On Monday night I came home feeling famished and in need of a quick meal so that I could sit down to the latest episode of Game Of Thrones. Having seen so many recipes with turmeric lately, I was inspired to make my own and this was what I came up with. It was simple and delicious. If you want to know how to use turmeric powder in cooking, this recipe article is a great way to start learning.

The specs

  • This recipe is: gluten-free, dairy-free, sugar-free and Paleo-friendly.
  • Time to make: 15 minutes.
  • Serves: 1 person
  • If you want to get creative: Add fresh kale, spinach or cauliflower to make a bigger batch. Onion, garlic and chilli flakes would also make great additions to this recipe – I’d add these after the pumpkin and before the broccoli and corn. I imagine ready-to-go chickpeas and/or quinoa (or your favourite rice) would work well added this dish to increase the protein, keeping you fuller for longer and not craving a sugary dessert – I’d add these when you add the ghee and turmeric. Topping this meal with a dollop of natural yogurt and sprinkle of coriander would also be super delish!
  • If you want something more simple: For a simple turmeric recipe, simply roast chickpeas and cauliflower in ghee and turmeric for 45 minutes to an hour.
  • Tips:
    • Place lid on pan during cooking to cook faster.
    • Keep the pumpkin skin on and cook the broccoli stalk too – these are parts nutritious!
    • Make roasted turmeric pumpkin seeds for a simple nourishing snack later in the week – here’s how: Simply toss the pumpkin seeds in a bowl with a bit of organic, grass-fed butter or ghee, a pinch of turmeric and/or paprika and salt. Spread seeds across a tray lined with a sheet of baking paper, and roast for about 45 minutes or until golden brown – stir occasionally. Pumpkin seeds are a source of iron, zinc and the health promoting amino acid ‘tryptophan’ which is the building block of serotonin, which helps you sleep!
  • Nutrition:
    • Pumpkin is a source of anti-oxidant vitamins such as vitamin A, C and E – good for your skin and eye sight. It also contains minerals such as calcium and potassium.
    • Ghee is a source of medium-chain fatty acids that help to maintain your immune system and energy levels, plus your gut, heart and eye health.
    • Turmeric is an anti-inflammatory antioxidant that’s great for a variety of reasons. It’s super power is it’s ability to help ward off cell-damaging free radicals, strengthening your immune system, digestion, bone health and more.

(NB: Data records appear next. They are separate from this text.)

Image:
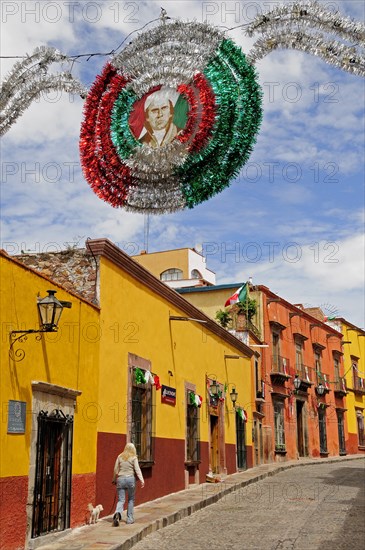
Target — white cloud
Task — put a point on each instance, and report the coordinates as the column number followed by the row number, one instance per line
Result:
column 313, row 132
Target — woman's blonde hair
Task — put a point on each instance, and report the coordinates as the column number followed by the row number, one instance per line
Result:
column 129, row 452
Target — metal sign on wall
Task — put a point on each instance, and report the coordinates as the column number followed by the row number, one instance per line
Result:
column 168, row 395
column 16, row 416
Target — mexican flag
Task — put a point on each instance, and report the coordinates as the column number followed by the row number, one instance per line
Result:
column 239, row 296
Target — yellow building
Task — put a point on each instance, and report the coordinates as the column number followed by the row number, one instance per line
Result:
column 181, row 267
column 49, row 387
column 354, row 362
column 167, row 376
column 152, row 334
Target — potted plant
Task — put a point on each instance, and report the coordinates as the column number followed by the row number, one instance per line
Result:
column 223, row 317
column 247, row 308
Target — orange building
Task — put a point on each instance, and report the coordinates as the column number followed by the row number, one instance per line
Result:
column 304, row 390
column 291, row 422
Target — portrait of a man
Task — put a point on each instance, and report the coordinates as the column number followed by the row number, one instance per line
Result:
column 158, row 110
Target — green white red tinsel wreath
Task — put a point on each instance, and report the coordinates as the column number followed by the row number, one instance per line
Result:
column 171, row 119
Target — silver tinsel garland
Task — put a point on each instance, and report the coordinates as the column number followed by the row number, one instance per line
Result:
column 28, row 79
column 341, row 56
column 291, row 27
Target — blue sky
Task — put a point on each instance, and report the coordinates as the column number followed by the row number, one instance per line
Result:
column 293, row 219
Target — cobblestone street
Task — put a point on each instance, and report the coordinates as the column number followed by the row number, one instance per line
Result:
column 310, row 507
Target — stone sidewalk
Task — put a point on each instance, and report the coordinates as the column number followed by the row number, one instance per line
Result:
column 159, row 513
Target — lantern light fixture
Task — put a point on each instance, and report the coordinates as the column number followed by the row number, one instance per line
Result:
column 50, row 311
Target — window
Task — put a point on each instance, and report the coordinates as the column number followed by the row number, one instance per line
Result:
column 192, row 430
column 275, row 349
column 279, row 426
column 172, row 274
column 318, row 366
column 322, row 431
column 336, row 365
column 341, row 433
column 142, row 416
column 298, row 356
column 360, row 427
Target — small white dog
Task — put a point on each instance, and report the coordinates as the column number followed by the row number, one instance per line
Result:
column 94, row 512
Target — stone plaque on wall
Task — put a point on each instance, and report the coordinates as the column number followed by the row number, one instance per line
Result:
column 16, row 416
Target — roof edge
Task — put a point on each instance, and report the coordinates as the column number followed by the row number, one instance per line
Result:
column 107, row 249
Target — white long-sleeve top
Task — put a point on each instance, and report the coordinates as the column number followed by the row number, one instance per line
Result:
column 127, row 468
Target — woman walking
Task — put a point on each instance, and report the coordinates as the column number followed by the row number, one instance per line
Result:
column 125, row 469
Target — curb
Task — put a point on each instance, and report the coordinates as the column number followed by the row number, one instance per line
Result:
column 83, row 538
column 188, row 510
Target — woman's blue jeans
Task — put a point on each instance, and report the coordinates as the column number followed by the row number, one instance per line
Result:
column 126, row 484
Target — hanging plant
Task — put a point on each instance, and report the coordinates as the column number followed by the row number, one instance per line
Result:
column 223, row 317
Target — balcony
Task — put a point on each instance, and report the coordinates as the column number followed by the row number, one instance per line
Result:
column 323, row 380
column 358, row 385
column 306, row 376
column 279, row 369
column 340, row 387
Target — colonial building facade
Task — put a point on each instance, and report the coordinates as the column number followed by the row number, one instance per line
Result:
column 140, row 364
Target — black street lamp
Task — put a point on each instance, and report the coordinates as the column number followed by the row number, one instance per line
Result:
column 50, row 310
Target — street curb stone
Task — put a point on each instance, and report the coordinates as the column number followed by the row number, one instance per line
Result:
column 84, row 538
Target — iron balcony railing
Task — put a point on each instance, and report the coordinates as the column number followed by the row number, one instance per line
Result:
column 305, row 373
column 280, row 365
column 323, row 379
column 340, row 385
column 359, row 384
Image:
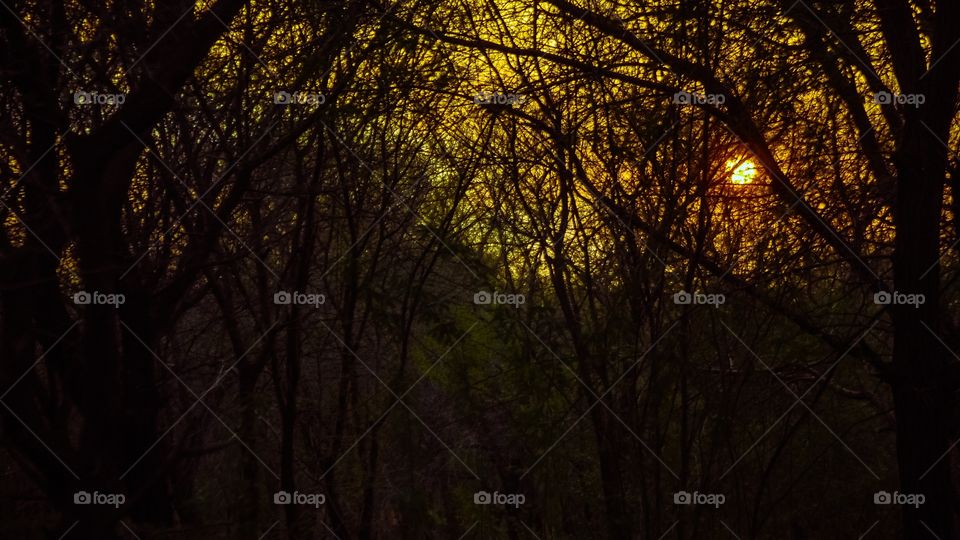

Also, if you like the sound of this recipe you’ll love this Plant-Based Recipe eBook, filled with exclusive recipes from qualified health experts. Sign up here to grab your copy – it’s free and exclusive to CDK tribe members.

The Recipe

Ingredients: 

  • 1 cup diced pumpkin
  • Fresh corn kernels removed from 1 cob
  • 1 small head of broccoli, chopped
  • 1 tbs ghee
  • 1 tbs turmeric powder
  • 1.5 cups water

Instructions: 

  1. Place the saucepan on the stove on a high temperature and add 1/2c water
  2. Wash and chop your vegetables accordingly
  3. Add the pumpkin and rest of the water, and allow the water to come to a boil (aprox. 5 minutes)
  4. Once pumpkin looks like it’s getting soft, reduce the heat to medium, add broccoli and corn and stir vegetables (approx. 2-3 minutes)
  5. Add the ghee and turmeric, stirring and cooking for another 3-5 minutes depending on how fast your vegetables are cooking
  6. The food is ready to serve when your pumpkin is soft but not soggy and your corn and broccoli are bright in colour and soft but still a bit crunchy.

Do you have a question or comment about this recipe, or your own simple recipe using turmeric that you’d like to share? Pop it in the comment section below. I love hearing from you, and read and respond to everyone.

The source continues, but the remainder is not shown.